Downloading Webpages and HTML

In this tutorial we are going to write a simple java program, which connects to a Web server and downloads webpages and documents that one is interested in. With the help of an example program you will see the use of Java’s URL and URLConnection classes in the java.net package to download data and content from Internet servers. There are many applications which makes use of client-side network programming in Java for example writing web spiders or crawlers, robots to check and verify links on a website, web browsers, search engines, a tool to download a complete website or writing a simple tool to download webpages and parse it for further data analysis. The tutorial requires a basic familiarity with Java, Object oriented programming, Internet and a Java SDK to compile and run the program.

Uniform Resource Locator (URL)
A Uniform Resource Locator (URL) is like an address, which allows any page to be uniquely identified on the World Wide Web. The standard identifier for a document on the Internet is its URL. Most of us would have come across this term if we have been surfing the web and browsing the numerous websites on the Internet. The following is an example of a URL which addresses the home page of Javacoding.net website.
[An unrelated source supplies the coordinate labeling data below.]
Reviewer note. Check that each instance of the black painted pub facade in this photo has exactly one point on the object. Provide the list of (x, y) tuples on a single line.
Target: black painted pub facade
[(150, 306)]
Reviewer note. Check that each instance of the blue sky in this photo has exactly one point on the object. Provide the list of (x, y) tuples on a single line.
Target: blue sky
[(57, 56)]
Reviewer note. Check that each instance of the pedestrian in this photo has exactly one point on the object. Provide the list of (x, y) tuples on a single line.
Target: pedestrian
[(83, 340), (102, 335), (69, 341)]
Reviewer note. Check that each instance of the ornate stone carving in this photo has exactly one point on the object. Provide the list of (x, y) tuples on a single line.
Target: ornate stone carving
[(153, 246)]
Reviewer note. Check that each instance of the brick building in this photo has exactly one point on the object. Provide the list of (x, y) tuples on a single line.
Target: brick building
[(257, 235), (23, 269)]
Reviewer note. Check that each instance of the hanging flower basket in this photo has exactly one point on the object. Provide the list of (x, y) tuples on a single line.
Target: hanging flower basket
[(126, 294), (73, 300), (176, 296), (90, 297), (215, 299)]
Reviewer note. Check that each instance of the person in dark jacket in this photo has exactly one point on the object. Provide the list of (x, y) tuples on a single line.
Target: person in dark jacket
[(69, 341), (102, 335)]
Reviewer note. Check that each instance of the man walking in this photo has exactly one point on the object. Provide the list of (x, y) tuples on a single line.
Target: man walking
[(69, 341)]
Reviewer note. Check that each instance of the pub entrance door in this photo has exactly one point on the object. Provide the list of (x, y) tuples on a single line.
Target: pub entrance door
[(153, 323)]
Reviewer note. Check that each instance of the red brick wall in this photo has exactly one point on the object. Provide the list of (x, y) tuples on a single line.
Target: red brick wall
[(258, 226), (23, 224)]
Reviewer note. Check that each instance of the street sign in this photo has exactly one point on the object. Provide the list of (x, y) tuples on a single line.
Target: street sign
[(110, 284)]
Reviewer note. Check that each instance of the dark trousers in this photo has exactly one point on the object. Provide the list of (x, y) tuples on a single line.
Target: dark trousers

URL of javacoding.net home page: http://www.netcluesoft.com:80/index.php

In the example http is the protocol identifier, www.javacoding.net is the hostname, 80 is the port number and index.php is the filename or the pathname to the file on the machine. Optionally there can be a reference to a named anchor within a resource, which usually identifies a specific location within a file. For example clicking on the URL http://www.hostname.com:port/filename.html#section1 will take you to a predefined location pointed by section1 on the file or document filename.html. Specifying a port number is also optional. If the port is not specified, the default port for the protocol is used instead. For example, the default port for http is 80.

The java.net.Url Class
Java encapsulates the concept of a URL with the class URL. The Class URL is contained in the java.net.* package that the Java programs can use to represent a URL address. A java.net.URL object instance is used to represent a URL string, which follows the following pattern:

URL string: protocol://host:port/filepath#ref

The following code shows an example use of the URL class

try {
URL javacodingURL = new URL(“http://www.javacoding.net:80/index.php”);
System.out.println(“protocol = ” + javacodingURL.getProtocol());
System.out.println(“host = ” + javacodingURL.getHost());
System.out.println(“filename = ” + javacodingURL.getFile());
System.out.println(“port = ” + javacodingURL.getPort());
} catch ( MalformedURLException e ) {
// Malformed URL
System.out.println(“Error in given URL”);
return;
}

Note that the Class URL deals with the details of the URL without actually opening a connection to it. When we create an object of type URL no network communications have been initiated and only the string argument is parsed in the URL constructor. A MalformedURLException is thrown if the JVM cannot understand the URL string.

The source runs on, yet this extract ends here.